Advanced Configuration

The plugin also allows you to configure some more options about how the repository responds to harvesters. Since the default values are recommended for most users, these values must be edited by hand, in the config.ini file in the plugin's root directory.

  • List response limit
    • Number of individual items that can be returned in a response at once. Larger values will increase memory usage but reduce the number of database queries and HTTP requests. Smaller values will reduce memory usage but increase the number of DB queries and requests.
    • Default: 50
  • List expiration time
    • Amount of time in minutes a resumptionToken is valid for. The specification suggests a number in the tens of minutes.
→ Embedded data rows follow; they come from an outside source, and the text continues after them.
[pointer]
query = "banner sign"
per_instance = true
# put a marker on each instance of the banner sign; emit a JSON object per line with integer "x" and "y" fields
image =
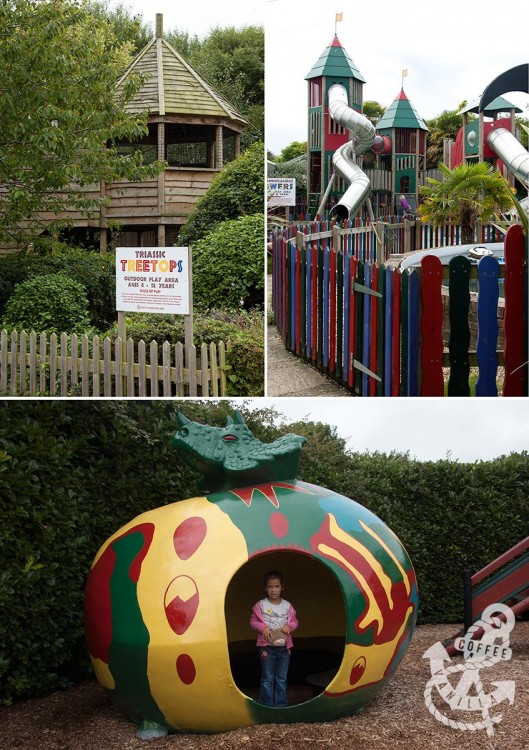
{"x": 153, "y": 279}
{"x": 281, "y": 191}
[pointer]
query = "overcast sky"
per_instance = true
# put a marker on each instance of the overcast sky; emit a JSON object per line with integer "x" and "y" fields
{"x": 198, "y": 17}
{"x": 430, "y": 429}
{"x": 452, "y": 51}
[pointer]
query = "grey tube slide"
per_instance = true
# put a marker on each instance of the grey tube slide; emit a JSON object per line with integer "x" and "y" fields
{"x": 511, "y": 153}
{"x": 344, "y": 158}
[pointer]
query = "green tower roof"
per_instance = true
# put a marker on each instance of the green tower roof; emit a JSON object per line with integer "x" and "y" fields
{"x": 401, "y": 114}
{"x": 334, "y": 62}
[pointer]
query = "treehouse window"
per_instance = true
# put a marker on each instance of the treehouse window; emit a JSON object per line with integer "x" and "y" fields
{"x": 148, "y": 145}
{"x": 190, "y": 145}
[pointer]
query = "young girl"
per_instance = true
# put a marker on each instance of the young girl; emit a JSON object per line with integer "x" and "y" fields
{"x": 274, "y": 618}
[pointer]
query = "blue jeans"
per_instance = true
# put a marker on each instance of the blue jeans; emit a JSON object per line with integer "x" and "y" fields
{"x": 274, "y": 670}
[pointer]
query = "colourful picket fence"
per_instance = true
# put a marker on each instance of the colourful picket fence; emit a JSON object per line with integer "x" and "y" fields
{"x": 378, "y": 331}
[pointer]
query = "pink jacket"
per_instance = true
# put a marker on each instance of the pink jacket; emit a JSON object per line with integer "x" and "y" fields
{"x": 257, "y": 623}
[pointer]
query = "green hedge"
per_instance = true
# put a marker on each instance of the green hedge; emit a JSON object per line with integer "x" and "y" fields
{"x": 46, "y": 304}
{"x": 73, "y": 472}
{"x": 95, "y": 271}
{"x": 238, "y": 190}
{"x": 228, "y": 265}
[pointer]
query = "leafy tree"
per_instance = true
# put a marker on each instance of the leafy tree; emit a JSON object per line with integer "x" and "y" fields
{"x": 292, "y": 151}
{"x": 238, "y": 190}
{"x": 58, "y": 111}
{"x": 127, "y": 28}
{"x": 468, "y": 193}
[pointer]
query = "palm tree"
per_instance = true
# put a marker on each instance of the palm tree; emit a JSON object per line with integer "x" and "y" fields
{"x": 469, "y": 193}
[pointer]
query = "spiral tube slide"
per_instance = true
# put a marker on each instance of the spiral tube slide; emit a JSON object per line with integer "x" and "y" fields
{"x": 511, "y": 153}
{"x": 344, "y": 158}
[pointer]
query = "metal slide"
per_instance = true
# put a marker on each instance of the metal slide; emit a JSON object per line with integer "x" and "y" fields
{"x": 343, "y": 158}
{"x": 511, "y": 152}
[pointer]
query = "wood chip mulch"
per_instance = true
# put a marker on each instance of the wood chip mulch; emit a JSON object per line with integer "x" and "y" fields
{"x": 82, "y": 718}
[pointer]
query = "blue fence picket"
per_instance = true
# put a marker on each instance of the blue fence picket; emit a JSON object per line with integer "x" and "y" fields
{"x": 488, "y": 273}
{"x": 326, "y": 266}
{"x": 388, "y": 325}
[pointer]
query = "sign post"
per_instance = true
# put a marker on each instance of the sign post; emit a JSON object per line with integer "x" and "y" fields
{"x": 154, "y": 280}
{"x": 281, "y": 191}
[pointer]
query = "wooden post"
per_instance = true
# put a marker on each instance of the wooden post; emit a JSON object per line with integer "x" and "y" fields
{"x": 188, "y": 322}
{"x": 122, "y": 334}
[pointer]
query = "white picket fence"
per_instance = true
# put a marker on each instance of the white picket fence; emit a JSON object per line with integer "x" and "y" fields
{"x": 37, "y": 365}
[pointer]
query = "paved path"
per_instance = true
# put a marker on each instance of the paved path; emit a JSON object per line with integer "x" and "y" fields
{"x": 288, "y": 375}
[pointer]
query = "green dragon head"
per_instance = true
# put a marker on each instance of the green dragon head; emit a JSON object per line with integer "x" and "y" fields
{"x": 230, "y": 457}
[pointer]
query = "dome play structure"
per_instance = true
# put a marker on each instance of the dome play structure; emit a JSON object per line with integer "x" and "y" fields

This boils down to the length of time a harvester has to request the next part of an incomplete list request.
    • Default: 10 (minutes)

Extending

The plugin provides a filter that other plugins can use to add new metadata formats or replace the existing ones with new implementations. As of version 2.1, it's no longer necessary to add or change files within the plugin itself to change the available formats.

Filter oai_pmh_repository_metadata_formats

The filter passes no extra parameters. The value being filtered is an array of arrays, where each inner array describes a single metadata format. The key in the outer array is the metadata prefix for the format (i.e., oai_dc or rdf). Each inner array has three mandatory keys:

  • class is the name of a class implementing OaiPmhRepository_Metadata_FormatInterface. This class holds the actual implementation of the format.
  • namespace is the XML namespace for the format.
  • schema is the location of the XML schema for the format.

Use

The base URL of the repository can be found by appending /oai-pmh-repository/request to the base URL of your Omeka site.